I tested the solution of comparing total_count to hot threshold, for the two server benchmarks the performance had no change. But for the regressed benchmark, it is a little worse than the solution of comparing total_count/num_callee_bb to hot threshold -- in my three runs there were two runs for which the regression was larger than the fluctuation range the target benchmarks allows. I know it is possible there is other side-effect taking place here, but for now I don't have detail perf profile for me to find out.

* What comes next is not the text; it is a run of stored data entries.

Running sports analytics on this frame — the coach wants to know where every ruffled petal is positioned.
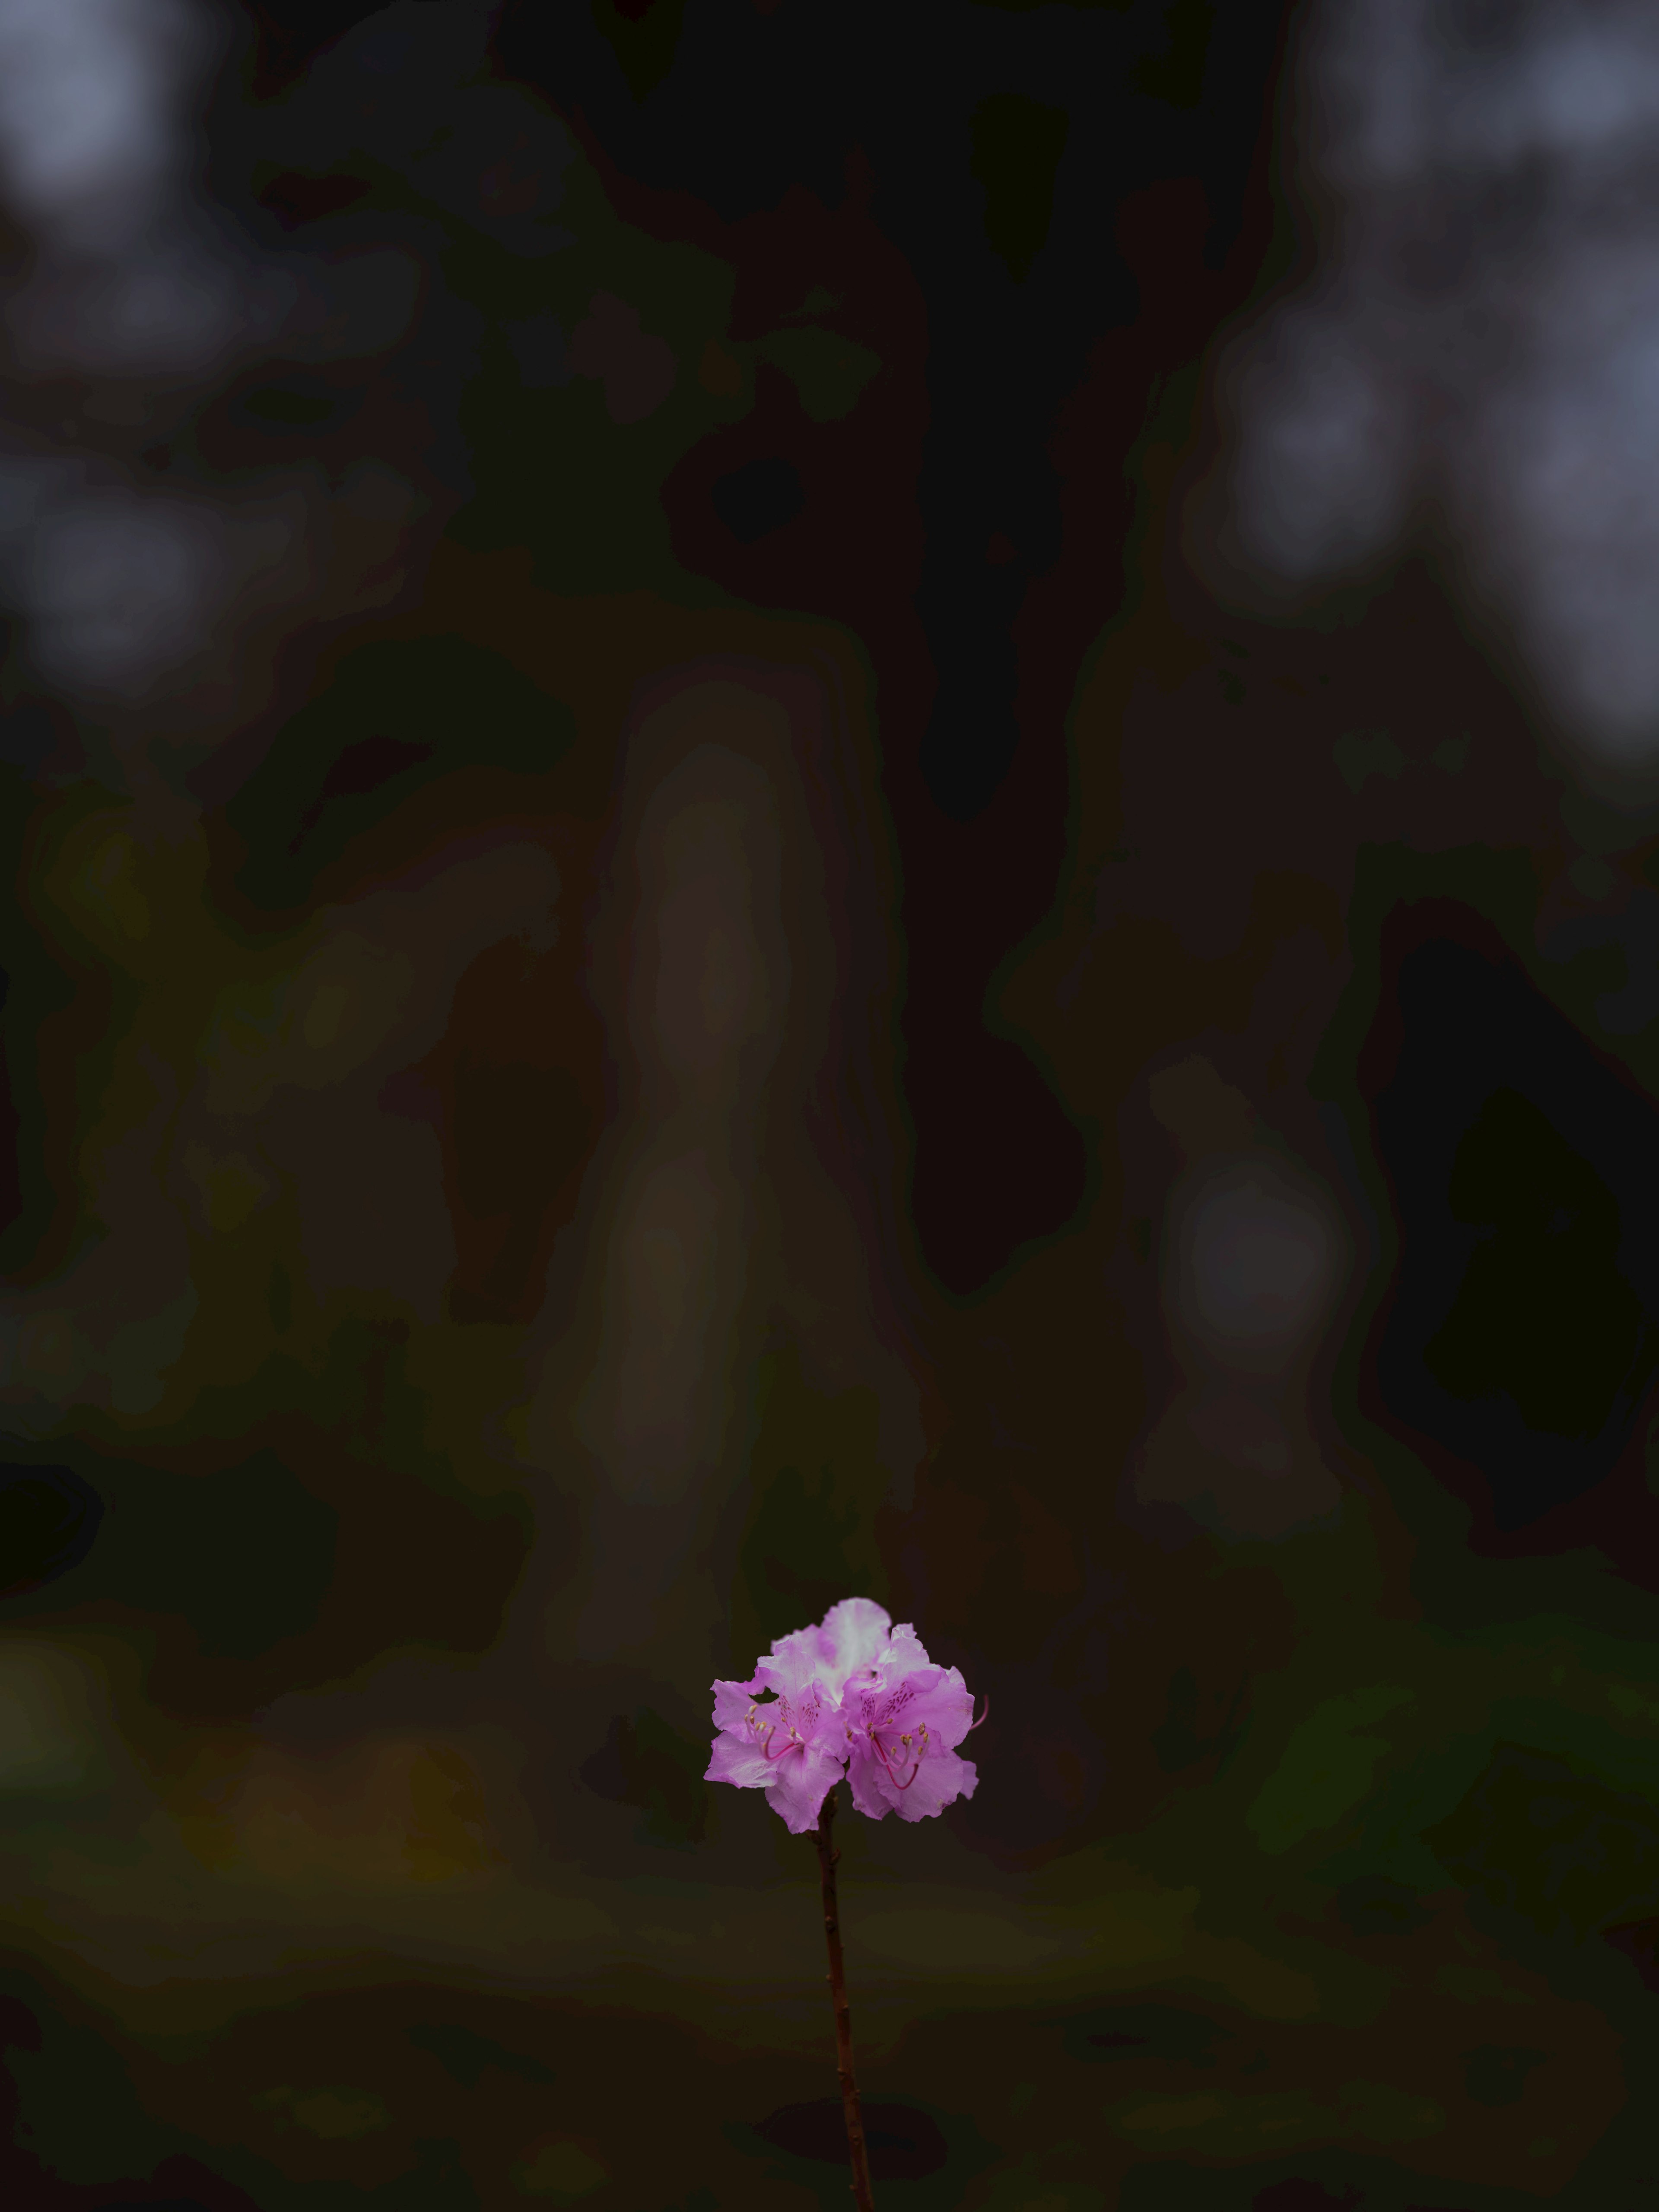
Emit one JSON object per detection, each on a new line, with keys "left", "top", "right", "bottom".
{"left": 705, "top": 1731, "right": 773, "bottom": 1789}
{"left": 753, "top": 1640, "right": 828, "bottom": 1704}
{"left": 766, "top": 1620, "right": 832, "bottom": 1677}
{"left": 816, "top": 1597, "right": 893, "bottom": 1691}
{"left": 880, "top": 1622, "right": 932, "bottom": 1675}
{"left": 851, "top": 1743, "right": 977, "bottom": 1823}
{"left": 867, "top": 1664, "right": 944, "bottom": 1734}
{"left": 899, "top": 1669, "right": 976, "bottom": 1751}
{"left": 890, "top": 1748, "right": 976, "bottom": 1822}
{"left": 844, "top": 1743, "right": 894, "bottom": 1821}
{"left": 711, "top": 1677, "right": 761, "bottom": 1729}
{"left": 767, "top": 1742, "right": 847, "bottom": 1834}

wmi added a comment.Apr 30 2018, 10:51 AM
In D45377#1071031, @wmi wrote:

The problem of letting regular inliner to handle warm callsites is that the callee may have profile missing if it is fully inlined. Maybe instead of comparing total_count/num_calle_bb to hot
threshold, just compare total_count to hot threshold? I agree this may increase code size a little, but it should not be worst than the previous afdo binary?

Yes, that is the same concern I have in my reply to David's suggestion, but the result seems fine. I can measure your suggested way and see how it looks like.

I tested the solution of comparing total_count to hot threshold, for the two server benchmarks the performance had no change. But for the regressed benchmark, it is a little worse than the solution of comparing total_count/num_callee_bb to hot threshold -- in my three runs there were two runs for which the regression was larger than the fluctuation range the target benchmarks allows. I know it is possible there is other side-effect taking place here, but for now I don't have detail perf profile for me to find out.

Ok, I find out the reason why comparing total_count to hot threshold didn't recover the regression. It is indeed caused by side-effect. The different inline disabled a jumpthreading and in turn disabled a block of code from being sunk into cold region in machine sinking. This lead to the regression. The patch in https://reviews.llvm.org/D46275 can fix the issue in jumpthreading. With D46275 installed, the solution of comparing total_count to hot threshold recover all the regression and even bring small improvement for the benchmark.

I will update the patch using the solution of comparing total_count to hot threshold.

wmi updated this revision to Diff 144647.Apr 30 2018, 4:18 PM

Update the patch to use the solution of comparing total count to hot cutoff threshold.

danielcdh added inline comments.Apr 30 2018, 6:41 PM
lib/Transforms/IPO/SampleProfile.cpp
359

In what situations will PSI be nullptr? If not, then please assert it instead.

Also, I think this will overwrite the later (PercentSamples >= SampleProfileHotThreshold) heuristic, and we should remove that flag.

wmi added inline comments.Apr 30 2018, 8:48 PM
lib/Transforms/IPO/SampleProfile.cpp
359

PSI will not be nullptr. Will add an assertion.

It is possible that for a callsite its CallsiteTotalSamples is less than hot cutoff threshold but still have a PententSamples larger than SampleProfileHotThreshold. My original plan is if a callsite is inlined currently, the new heuristic will still keep it.

But I check where SampleProfileHotThreshold is used and find it is also used to populate the InlinedGUIDs set. To make that simple and consistent, like you suggest, I may remove SampleProfileHotThreshold and related heuristic.

wmi updated this revision to Diff 144899.May 2 2018, 10:16 AM

remove SampleProfileHotThreshold. The benchmarks showed no regressions. I am now testing the iterative AFDO result.

wmi added a comment.May 3 2018, 9:41 AM

Iterative AFDO result is comparable with AFDO result.

danielcdh accepted this revision.May 10 2018, 1:09 PM
This revision is now accepted and ready to land.May 10 2018, 1:09 PM
This revision was automatically updated to reflect the committed changes.